Now there are two possible Gospel readings for Mothering Sunday. Both are terribly short. Presumably in case you’re running an all-age service. But both are also essentially about Mary grieving at the crucifixion. Which is a challenging theme for an all-age service. There is the one I read earlier. Jesus is a little boy but the old folk predict he will change the world, but with the line, 'and a sword will pierce your own soul too’. The other is literally two lines from the crucifixion where Jesus is entrusting his mother to his friend.

So, oddly, Mothering Sunday comes in Spring, the cold has gone and we’re thinking about all the little lambs coming into the world, the children do a little song, and it's all lovely; but the lectionary writers have not forgotten it's Lent and so the experience of motherhood they relate it to is the death of her son.

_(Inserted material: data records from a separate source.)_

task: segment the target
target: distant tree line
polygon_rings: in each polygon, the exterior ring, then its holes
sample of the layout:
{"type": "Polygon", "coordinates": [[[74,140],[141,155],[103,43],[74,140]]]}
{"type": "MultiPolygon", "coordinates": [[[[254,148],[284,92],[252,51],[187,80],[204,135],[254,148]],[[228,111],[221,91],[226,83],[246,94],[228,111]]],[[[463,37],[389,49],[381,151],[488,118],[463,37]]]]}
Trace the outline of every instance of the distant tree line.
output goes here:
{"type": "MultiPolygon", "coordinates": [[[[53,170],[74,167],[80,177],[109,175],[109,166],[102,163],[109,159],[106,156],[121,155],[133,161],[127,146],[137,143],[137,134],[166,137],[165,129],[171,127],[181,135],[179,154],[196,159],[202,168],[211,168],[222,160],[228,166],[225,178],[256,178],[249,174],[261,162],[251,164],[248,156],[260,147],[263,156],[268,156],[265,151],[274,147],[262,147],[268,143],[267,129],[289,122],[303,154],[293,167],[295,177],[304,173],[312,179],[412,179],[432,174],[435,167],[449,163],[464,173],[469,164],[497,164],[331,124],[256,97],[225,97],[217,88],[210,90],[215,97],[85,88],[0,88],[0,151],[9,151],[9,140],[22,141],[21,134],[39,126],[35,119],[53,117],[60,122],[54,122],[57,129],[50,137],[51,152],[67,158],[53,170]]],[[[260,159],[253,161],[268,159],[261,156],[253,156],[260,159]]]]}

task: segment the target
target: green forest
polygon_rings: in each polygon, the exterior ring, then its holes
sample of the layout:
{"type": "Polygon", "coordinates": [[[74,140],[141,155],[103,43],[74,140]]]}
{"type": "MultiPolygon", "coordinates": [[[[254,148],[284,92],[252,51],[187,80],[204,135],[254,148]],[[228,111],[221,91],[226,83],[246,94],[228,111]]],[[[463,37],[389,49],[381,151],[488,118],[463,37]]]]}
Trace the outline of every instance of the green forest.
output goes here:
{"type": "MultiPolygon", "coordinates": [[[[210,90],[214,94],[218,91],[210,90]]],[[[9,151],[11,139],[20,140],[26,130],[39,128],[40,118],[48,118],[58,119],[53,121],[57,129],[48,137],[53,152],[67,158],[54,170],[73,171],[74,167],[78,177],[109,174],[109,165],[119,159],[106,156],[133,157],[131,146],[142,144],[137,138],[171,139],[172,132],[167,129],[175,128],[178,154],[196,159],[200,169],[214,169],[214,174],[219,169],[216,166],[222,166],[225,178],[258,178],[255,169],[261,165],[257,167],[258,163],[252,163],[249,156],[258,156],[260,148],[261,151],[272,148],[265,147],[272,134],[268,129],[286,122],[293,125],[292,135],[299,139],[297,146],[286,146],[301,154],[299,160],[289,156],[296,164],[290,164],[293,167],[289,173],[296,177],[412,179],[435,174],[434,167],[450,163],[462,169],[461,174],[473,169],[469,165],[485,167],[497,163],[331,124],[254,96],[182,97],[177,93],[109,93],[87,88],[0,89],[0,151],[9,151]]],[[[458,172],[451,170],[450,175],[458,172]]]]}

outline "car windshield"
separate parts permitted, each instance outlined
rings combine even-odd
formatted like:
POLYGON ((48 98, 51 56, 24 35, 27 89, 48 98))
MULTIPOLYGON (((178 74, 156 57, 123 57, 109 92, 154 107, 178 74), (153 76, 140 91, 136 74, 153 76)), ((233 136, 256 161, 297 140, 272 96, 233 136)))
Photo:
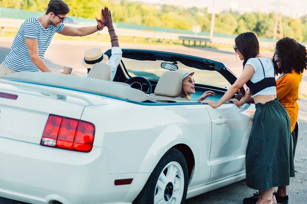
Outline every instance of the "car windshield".
MULTIPOLYGON (((128 58, 122 58, 122 61, 130 77, 143 76, 147 80, 159 80, 165 71, 171 71, 161 68, 163 62, 170 63, 164 61, 143 61, 128 58)), ((201 70, 185 65, 178 62, 177 65, 180 70, 189 72, 194 72, 193 78, 196 84, 229 88, 231 85, 218 72, 201 70)))

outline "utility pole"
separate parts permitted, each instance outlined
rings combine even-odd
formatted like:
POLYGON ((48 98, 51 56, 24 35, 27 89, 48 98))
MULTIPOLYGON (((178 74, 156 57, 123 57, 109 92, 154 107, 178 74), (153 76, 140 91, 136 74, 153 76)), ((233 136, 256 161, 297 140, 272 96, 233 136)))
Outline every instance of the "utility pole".
POLYGON ((283 34, 282 33, 282 15, 279 12, 279 9, 281 6, 287 6, 287 5, 281 3, 280 0, 275 0, 272 4, 277 7, 277 12, 275 13, 276 19, 274 28, 274 36, 273 37, 273 39, 276 40, 277 38, 281 39, 283 37, 283 34))
POLYGON ((212 15, 211 16, 211 27, 210 29, 210 39, 212 39, 213 37, 213 29, 214 29, 214 18, 215 17, 215 13, 216 13, 216 11, 215 11, 215 0, 213 0, 213 3, 212 5, 212 11, 211 12, 208 12, 209 13, 212 13, 212 15))

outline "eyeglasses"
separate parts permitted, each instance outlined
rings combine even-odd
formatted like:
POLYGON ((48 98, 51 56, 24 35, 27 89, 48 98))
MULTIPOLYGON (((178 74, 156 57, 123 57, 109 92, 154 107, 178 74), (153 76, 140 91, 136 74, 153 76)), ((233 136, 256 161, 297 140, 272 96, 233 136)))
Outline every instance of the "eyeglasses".
POLYGON ((185 82, 190 82, 190 84, 193 84, 193 82, 195 83, 195 80, 193 78, 189 78, 188 80, 185 82))
POLYGON ((274 55, 274 59, 275 61, 278 60, 278 56, 277 55, 277 54, 275 54, 274 55))
POLYGON ((58 17, 59 18, 60 18, 61 19, 61 20, 62 20, 63 21, 64 21, 65 20, 66 20, 66 19, 67 18, 67 17, 66 17, 66 16, 65 16, 63 18, 62 18, 61 17, 59 16, 59 15, 58 14, 57 14, 56 13, 54 13, 55 15, 56 15, 57 17, 58 17))

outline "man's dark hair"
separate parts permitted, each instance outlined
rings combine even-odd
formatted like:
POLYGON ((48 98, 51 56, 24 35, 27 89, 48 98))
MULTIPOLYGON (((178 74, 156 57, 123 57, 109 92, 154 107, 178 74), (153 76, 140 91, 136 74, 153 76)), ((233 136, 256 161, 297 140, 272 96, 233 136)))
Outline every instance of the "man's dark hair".
POLYGON ((281 63, 281 69, 279 69, 273 57, 272 61, 276 75, 282 72, 290 73, 292 69, 299 74, 303 73, 304 69, 307 69, 306 47, 294 39, 288 37, 281 39, 276 43, 276 50, 281 63))
POLYGON ((48 4, 46 15, 50 12, 57 14, 67 14, 70 12, 70 9, 67 4, 62 0, 51 0, 48 4))

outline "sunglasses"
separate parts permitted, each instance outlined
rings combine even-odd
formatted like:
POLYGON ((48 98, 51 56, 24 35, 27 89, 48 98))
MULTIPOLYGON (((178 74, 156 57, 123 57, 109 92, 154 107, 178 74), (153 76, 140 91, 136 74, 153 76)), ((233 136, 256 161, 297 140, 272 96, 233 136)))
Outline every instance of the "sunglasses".
POLYGON ((195 80, 193 78, 189 78, 186 82, 190 82, 190 84, 193 84, 193 82, 195 83, 195 80))
POLYGON ((274 55, 274 59, 275 61, 278 60, 278 56, 277 55, 277 54, 275 54, 274 55))
POLYGON ((61 19, 61 20, 62 20, 63 21, 64 21, 65 20, 66 20, 66 19, 67 18, 67 17, 66 17, 66 16, 63 18, 62 18, 61 17, 59 16, 59 15, 58 14, 57 14, 56 13, 54 13, 55 15, 56 15, 57 17, 58 17, 59 18, 60 18, 61 19))

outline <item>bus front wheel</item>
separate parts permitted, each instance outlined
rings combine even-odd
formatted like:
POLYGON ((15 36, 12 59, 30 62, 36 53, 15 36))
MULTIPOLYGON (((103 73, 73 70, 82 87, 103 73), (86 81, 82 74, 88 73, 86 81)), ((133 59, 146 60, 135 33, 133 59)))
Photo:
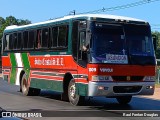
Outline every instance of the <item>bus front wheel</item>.
POLYGON ((26 95, 26 96, 39 95, 41 91, 40 89, 31 88, 28 86, 28 80, 27 80, 26 74, 23 74, 20 88, 21 88, 23 95, 26 95))
POLYGON ((116 99, 120 104, 128 104, 131 101, 132 96, 118 96, 116 99))
POLYGON ((76 84, 74 79, 69 82, 68 98, 72 105, 81 105, 84 102, 84 96, 80 96, 76 93, 76 84))

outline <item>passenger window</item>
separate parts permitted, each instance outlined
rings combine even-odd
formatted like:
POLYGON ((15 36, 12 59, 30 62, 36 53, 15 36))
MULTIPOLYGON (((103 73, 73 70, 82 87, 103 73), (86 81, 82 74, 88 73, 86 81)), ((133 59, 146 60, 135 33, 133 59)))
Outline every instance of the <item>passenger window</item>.
POLYGON ((58 47, 66 47, 68 41, 68 27, 63 25, 59 27, 58 47))
POLYGON ((23 48, 27 49, 28 45, 28 31, 23 32, 23 48))
POLYGON ((51 41, 51 47, 57 47, 57 35, 58 35, 58 27, 52 28, 52 41, 51 41))
POLYGON ((37 30, 37 36, 36 36, 36 48, 41 48, 42 46, 42 30, 37 30))
POLYGON ((42 30, 42 48, 48 48, 48 41, 49 41, 49 29, 44 28, 42 30))
POLYGON ((9 50, 13 49, 12 34, 9 35, 9 50))
POLYGON ((12 35, 13 49, 17 49, 17 33, 12 35))
POLYGON ((17 39, 17 49, 21 49, 22 46, 22 33, 18 33, 18 39, 17 39))
POLYGON ((9 50, 9 37, 10 37, 10 35, 5 36, 4 50, 9 50))
POLYGON ((28 48, 34 47, 34 31, 29 31, 28 48))

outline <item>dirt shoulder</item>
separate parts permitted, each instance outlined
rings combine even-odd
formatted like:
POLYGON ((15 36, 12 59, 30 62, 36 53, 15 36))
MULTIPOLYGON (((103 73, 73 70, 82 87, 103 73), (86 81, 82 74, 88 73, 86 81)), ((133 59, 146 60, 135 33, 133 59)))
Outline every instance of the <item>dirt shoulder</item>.
MULTIPOLYGON (((2 74, 0 74, 0 77, 2 77, 2 74)), ((154 95, 150 95, 150 96, 140 96, 140 97, 145 97, 148 99, 154 99, 154 100, 160 100, 160 86, 156 86, 155 91, 154 91, 154 95)))

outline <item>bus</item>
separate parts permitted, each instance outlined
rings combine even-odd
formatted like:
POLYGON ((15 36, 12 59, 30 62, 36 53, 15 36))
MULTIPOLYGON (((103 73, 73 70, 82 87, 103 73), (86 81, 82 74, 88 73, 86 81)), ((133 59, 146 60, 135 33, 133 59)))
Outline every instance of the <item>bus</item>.
POLYGON ((128 104, 153 95, 156 58, 148 22, 107 14, 81 14, 3 33, 3 79, 28 95, 61 93, 72 105, 104 96, 128 104))

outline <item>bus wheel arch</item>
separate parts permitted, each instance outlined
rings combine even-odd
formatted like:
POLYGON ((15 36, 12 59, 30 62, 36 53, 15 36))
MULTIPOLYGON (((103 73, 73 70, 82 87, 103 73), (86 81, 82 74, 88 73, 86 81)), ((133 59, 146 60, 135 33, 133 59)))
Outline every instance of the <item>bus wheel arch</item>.
POLYGON ((20 74, 20 91, 25 96, 39 95, 41 90, 38 88, 31 88, 28 85, 28 78, 25 71, 23 70, 20 74))
POLYGON ((69 86, 69 83, 70 81, 73 79, 73 76, 70 72, 67 72, 65 75, 64 75, 64 79, 63 79, 63 93, 61 95, 61 99, 63 101, 69 101, 69 98, 68 98, 68 86, 69 86))
POLYGON ((22 70, 21 73, 20 73, 20 76, 19 76, 19 84, 20 84, 20 92, 22 92, 22 77, 23 75, 25 74, 25 71, 22 70))

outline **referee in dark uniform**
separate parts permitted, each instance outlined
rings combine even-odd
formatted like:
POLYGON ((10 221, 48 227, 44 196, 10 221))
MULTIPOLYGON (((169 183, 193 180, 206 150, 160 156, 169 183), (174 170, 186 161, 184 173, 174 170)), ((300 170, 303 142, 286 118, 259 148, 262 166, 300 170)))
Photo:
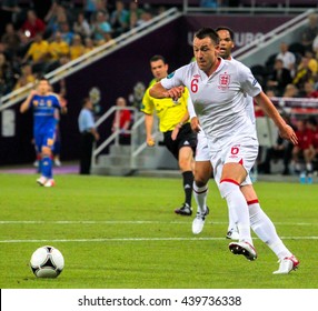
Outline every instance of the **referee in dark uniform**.
POLYGON ((95 128, 92 114, 92 102, 89 98, 83 99, 82 109, 78 118, 80 141, 80 174, 90 174, 92 144, 99 140, 99 134, 95 128))

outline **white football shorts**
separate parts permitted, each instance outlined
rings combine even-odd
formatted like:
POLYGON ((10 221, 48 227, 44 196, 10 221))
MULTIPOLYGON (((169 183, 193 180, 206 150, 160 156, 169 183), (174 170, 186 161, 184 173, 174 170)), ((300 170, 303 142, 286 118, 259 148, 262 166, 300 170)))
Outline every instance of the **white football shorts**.
MULTIPOLYGON (((209 143, 209 141, 208 141, 209 143)), ((247 178, 241 183, 251 184, 249 172, 252 169, 258 156, 258 140, 255 138, 237 138, 225 143, 221 149, 209 148, 211 163, 215 172, 215 181, 219 184, 223 165, 226 163, 241 163, 247 171, 247 178)))

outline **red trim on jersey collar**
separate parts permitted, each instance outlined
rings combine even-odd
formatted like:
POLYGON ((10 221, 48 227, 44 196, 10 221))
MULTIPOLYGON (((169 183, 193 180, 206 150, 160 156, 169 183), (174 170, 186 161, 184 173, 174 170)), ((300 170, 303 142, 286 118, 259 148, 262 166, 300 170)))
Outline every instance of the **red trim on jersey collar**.
POLYGON ((248 205, 256 204, 256 203, 258 203, 258 199, 247 201, 248 205))

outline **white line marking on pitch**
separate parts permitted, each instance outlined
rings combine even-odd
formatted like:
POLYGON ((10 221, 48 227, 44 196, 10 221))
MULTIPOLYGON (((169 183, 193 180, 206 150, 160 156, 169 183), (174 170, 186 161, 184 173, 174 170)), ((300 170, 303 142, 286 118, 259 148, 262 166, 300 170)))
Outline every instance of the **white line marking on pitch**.
MULTIPOLYGON (((0 224, 189 224, 190 221, 152 221, 152 220, 1 220, 0 224)), ((210 224, 225 224, 225 221, 210 221, 210 224)), ((317 223, 308 222, 275 222, 278 225, 318 225, 317 223)))
MULTIPOLYGON (((282 240, 318 240, 318 237, 281 237, 282 240)), ((54 240, 0 240, 0 243, 46 243, 46 242, 138 242, 138 241, 216 241, 225 238, 108 238, 108 239, 54 239, 54 240)))

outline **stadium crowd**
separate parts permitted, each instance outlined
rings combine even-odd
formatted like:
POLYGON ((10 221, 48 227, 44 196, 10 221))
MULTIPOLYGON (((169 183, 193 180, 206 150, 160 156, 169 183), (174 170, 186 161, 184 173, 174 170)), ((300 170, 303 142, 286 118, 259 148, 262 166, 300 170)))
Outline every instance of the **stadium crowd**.
POLYGON ((121 0, 2 0, 0 97, 117 38, 163 7, 121 0), (22 2, 22 3, 20 3, 22 2))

And if you think about it the two iconic images of Mary are firstly her with the baby on her arm; the subject of a million paintings and icons. And then her at the pieta; again, millions of paintings and icons; post crucifixion, Jesus is once again in her arms, again as most vulnerable humanity, but now as a broken adult. There’s a circularity here that Freud will pick up on 1900 years later between the womb and the tomb, two inescapable images of the Western idea of motherhood.

And we see that at the most pressing times in our life, when we're under the most pressure or threat, at the major events, we return to the place and people that are most important to us. The memory of the safe space, the recognition of dependable love draws us back.

What we can see the church doing on Mothering Sunday then is trying to draw people back to what's really important.  Because it's not enough that you think of what really matters when the chips are down and your life is on the line.  Why would you not always put the most important things first all the time.

Jesus of course remained close to his mission throughout.  We don't really see him go off message. And, of course, to the end he stays close to his mother.

Which reminds me of one of Rhiannon's favourite jokes:

A woman goes to her rabbi and says, “Rabbi, I've done everything right, I brought up my son in the faith, gave him a very expensive Bar Mitzvah and it cost me a fortune to educate him.  Then he tells me last week, he’s decided to be a Christian. Rabbi, where did I go wrong?”

The Rabbi says 'Funny you should come to me. I also brought up my Son according to the Law,  paid for an expensive education, sent him to college, and now he too is a Christian.”

“What did you do?” the woman asks the rabbi.

“I turned to God for the answer.”

“What did he say?”

He said,  “Funny you should come to me...”

So Mothering Sunday. A good day to take an interval, a half time break in Lent, or maybe, if it's been a bit shakey, a time to start again and try to get through to Easter. A time to bring the nest back together if you can; to stay safe and avoid spiders. And to remember and give thanks for what's most important in life, which may include our mothers, amongst other things.  Amen.